Example: Extracting Links from Arbitrary HTML (Perl & LWP)

6.6. Example: Extracting Links from Arbitrary HTML

Suppose that the links we want to check are in a remote HTML file that's not quite as rigidly formatted as my local bookmark file. Suppose, in fact, that a representative section looks like this:

<p>Dear Diary,
<br>I was listening to <a href="http://www.freshair.com">Fresh
Air</a> the other day and they had <a href
="http://www.cs.Helsinki.FI/u/torvalds/">Linus Torvalds</a> on,
and he was going on about how he wrote some kinda
<a href="http://www.linux.org/">program</a> or something.  If
he's so smart, why didn't he write something useful, like <a
href="why_I_love_tetris.html">Tetris</a> or <a href="../minesweeper_hints/"
>Minesweeper</a>, huh?

In the case of the bookmarks, we noted that links were each alone on a line, all absolute, and each capturable with m/ HREF="([^"\s]+)" /. But none of those things are true here! Some links (such as href="why_I_love_tetris.html") are relative, some lines have more than one link in them, and one link even has a newline between its href attribute name and its ="..." attribute value.

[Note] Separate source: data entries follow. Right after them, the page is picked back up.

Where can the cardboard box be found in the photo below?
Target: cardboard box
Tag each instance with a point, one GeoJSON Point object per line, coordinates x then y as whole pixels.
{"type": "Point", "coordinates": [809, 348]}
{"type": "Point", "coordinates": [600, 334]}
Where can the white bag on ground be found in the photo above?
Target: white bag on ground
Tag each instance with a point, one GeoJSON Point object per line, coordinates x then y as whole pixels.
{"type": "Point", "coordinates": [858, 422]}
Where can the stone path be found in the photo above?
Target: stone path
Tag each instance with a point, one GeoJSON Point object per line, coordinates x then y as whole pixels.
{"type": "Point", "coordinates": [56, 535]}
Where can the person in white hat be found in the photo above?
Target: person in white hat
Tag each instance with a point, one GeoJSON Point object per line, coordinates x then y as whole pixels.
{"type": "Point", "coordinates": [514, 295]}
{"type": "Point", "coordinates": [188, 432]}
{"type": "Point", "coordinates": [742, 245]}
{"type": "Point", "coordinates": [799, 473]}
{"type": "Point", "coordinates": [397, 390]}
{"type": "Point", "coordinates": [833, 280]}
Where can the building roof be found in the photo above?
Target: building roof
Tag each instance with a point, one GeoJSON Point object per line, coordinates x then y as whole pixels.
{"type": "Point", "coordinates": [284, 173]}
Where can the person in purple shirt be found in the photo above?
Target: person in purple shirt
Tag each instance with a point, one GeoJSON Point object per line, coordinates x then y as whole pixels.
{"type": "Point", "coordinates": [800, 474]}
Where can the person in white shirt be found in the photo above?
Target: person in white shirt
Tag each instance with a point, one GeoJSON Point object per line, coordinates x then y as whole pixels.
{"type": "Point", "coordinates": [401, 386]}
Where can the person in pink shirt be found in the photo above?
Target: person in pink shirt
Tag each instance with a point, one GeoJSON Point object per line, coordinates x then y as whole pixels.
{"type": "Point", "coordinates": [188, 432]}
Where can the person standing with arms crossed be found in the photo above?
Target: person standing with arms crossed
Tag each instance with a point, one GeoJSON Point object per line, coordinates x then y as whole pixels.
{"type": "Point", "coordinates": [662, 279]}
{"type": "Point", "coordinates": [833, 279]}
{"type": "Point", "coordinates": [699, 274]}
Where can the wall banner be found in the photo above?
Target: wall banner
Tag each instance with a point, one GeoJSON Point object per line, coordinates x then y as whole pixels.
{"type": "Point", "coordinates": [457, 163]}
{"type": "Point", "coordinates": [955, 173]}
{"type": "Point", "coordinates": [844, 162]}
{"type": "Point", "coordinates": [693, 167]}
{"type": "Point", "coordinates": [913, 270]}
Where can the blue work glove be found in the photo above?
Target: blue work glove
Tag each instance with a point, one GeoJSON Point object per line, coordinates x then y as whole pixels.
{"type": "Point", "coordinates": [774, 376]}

Regexps are still usable, though—it's just a matter of applying them to a whole document (instead of to individual lines) and also making the regexp a bit more permissive:

while ( $document =~ m/\s+href\s*=\s*"([^"\s]+)"/gi ) {
  my $url = $1;
  ...
}

(The /g modifier ("g" originally for "globally") on the regexp tries to match the pattern as many times as it can, each time picking up where the last match left off.)

Example 6-5 shows this basic idea fleshed out to include support for fetching a remote document, matching each link in it, making each absolute, and calling a checker routine (currently a placeholder) on it.

Example 6-5. diary-link-checker

#!/usr/bin/perl -w
# diary-link-checker - check links from diary page

use strict;
use LWP;

my $doc_url = "http://chichi.diaries.int/stuff/diary.html";
my $document;
my $browser;
init_browser( );

{  # Get the page whose links we want to check:
  my $response = $browser->get($doc_url);
  die "Couldn't get $doc_url: ", $response->status_line
    unless $response->is_success;
  $document = $response->content;
  $doc_url = $response->base;
  # In case we need to resolve relative URLs later
}

while ($document =~ m/href\s*=\s*"([^"\s]+)"/gi) {
  my $absolute_url = absolutize($1, $doc_url);
  check_url($absolute_url);
}

sub absolutize {
  my($url, $base) = @_;
  use URI;
  return URI->new_abs($url, $base)->canonical;
}

sub init_browser {
  $browser = LWP::UserAgent->new;
  # ...And any other initialization we might need to do...
  return $browser;
}

sub check_url {
  # A temporary placeholder...
  print "I should check $_[0]\n";
}

When run, this prints:

I should check http://www.freshair.com/
I should check http://www.cs.Helsinki.FI/u/torvalds/
I should check http://www.linux.org/
I should check http://chichi.diaries.int/stuff/why_I_love_tetris.html
I should check http://chichi.diaries.int/minesweeper_hints/

So our while (regexp) loop is indeed successfully matching all five links in the document. (Note that our absolutize routine is correctly making the URLs absolute, as with turning why_I_love_tetris.html into http://chichi.diaries.int/stuff/why_I_love_tetris.html and ../minesweeper_hints/ into http://chichi.diaries.int/minesweeper_hints/ by using the URI class that we explained in Chapter 4, "URLs".)

Now that we're satisfied that our program is matching and absolutizing links correctly, we can drop in the check_url routine from the Example 6-4, and it will actually check the URLs that the our placeholder check_url routine promised we'd check.